Given the game’s isometric camera viewpoint, the areas can be assessed before making a move towards any kind of exit or doorway. Early on you can expect to be avoiding rotating turrets which have a look of sharp toothed evil worm creatures and these are subdued simply enough by finding a switch to deactivate them. As you progress though, some of the threats end up being moving entities that are actually bio-weapons on the loose, with each reacting, attacking and being visually represented differently. If that’s not enough to worry about, then remember you’re just a courier without any form of weaponry protection at the beginning and that seemed to be the way it was meant to be.
This brings me to the first major issue with D/Generation HD. After I had struggled through to the next floor of the building using just a single bomb I had found, it was only when that stopped restocking itself in the inventory that things became apparent; progressing further was actually impossible without having a weapon to destroy the A/Generation enemy type. Having restarted the game entirely – not for the first time – it was extremely baffling as to how I’d get any further.
Had a room been unexplored? Nope. Maybe the game was glitched or bugged somehow? No it wasn’t, not this part. Was it the all important laser gun hidden away in a part of a room that wouldn’t be explored except by pure fluke and equally couldn’t be seen because of the camera view? Yes of course it bloody was. And even then I only found it due to some swift research, but boy did it make for a completely new experience. The laser itself can be fired to clear the rooms of enemies and to activate switches from awkward angles that may be necessary to trigger in order to escape an area.
With all the potential dangers lurking about, some of which even the gun is ineffective against, you’ll quite easily burn through the lives and end up cast all the way back to the start. Fortunately, helping the employees survive can grant additional lives and the talkative ones will offer more insight into the story. These people are easily killed though, sometimes accidently by your own hand and considering the amount of times they wouldn’t talk nor move as they should, it turned out they were more hassle than they were worth. Not being able to talk to them was a real problem though especially when one holds vital information for progressing. Most people would’ve given up at the third time of restarting… not me though due to the fact I appreciated the ideas and layouts within.

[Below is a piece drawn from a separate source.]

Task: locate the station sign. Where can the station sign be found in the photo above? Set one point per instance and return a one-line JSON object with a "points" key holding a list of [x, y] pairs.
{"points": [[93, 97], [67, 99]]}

The further you get, the more obstacles of a trickier nature that end up in your way. With four different Neogen enemy types from A to D, these are the biggest threats to this poor courier’s life but it’s pretty straightforward to learn their attack methods and approach them accordingly. Design-wise, having only been able to go toe to toe with half the Neogens, I can’t say they are anything spectacular as they range from a simple bouncing spherical creature to a bog standard cylinder.
The fact that D/Generation HD doesn’t offer any form of tutorial just adds to the frustrations throughout, culminating in occasions where you aren’t sure if you’re encountering a bug or you’re just missing some item which is hard to see. Controls lack common sense with the X button instigating conversations whilst the A button shoots the laser gun and the movement is severely hampered by a lack of accuracy, often making it difficult to shoot in the right direction.
D/Generation HD was probably an exciting concept back in the 90s, but a lack of any real story other than a couple of text dialogues makes this just a series of rooms and floors to escape from. The HD upgrade is a massive step up compared to how it used to look however, it’s more late 90s visuals instead and so is still outdated. It was slightly enjoyable securing the rooms and rescuing survivors, even if I had to save the game a lot for a spot of trial and error.
After numerous restarts, plenty of bugs and lots of deaths, D/Generation HD became a real chore that forced me to save and reload far too often. I couldn’t enjoy it for fear of missing something or coming up against a bug that would lead to me being unable to get any further.
The sheer price originally put on its head by West Coast Software was actually laughable at £19.99 and they’ve seen sense to lower it to £10.39 since. There’s no way I can recommend it though with the bugs currently ruining the experience and unless it gets patched you should steer clear.
I’ve taken the pain so you don’t have to!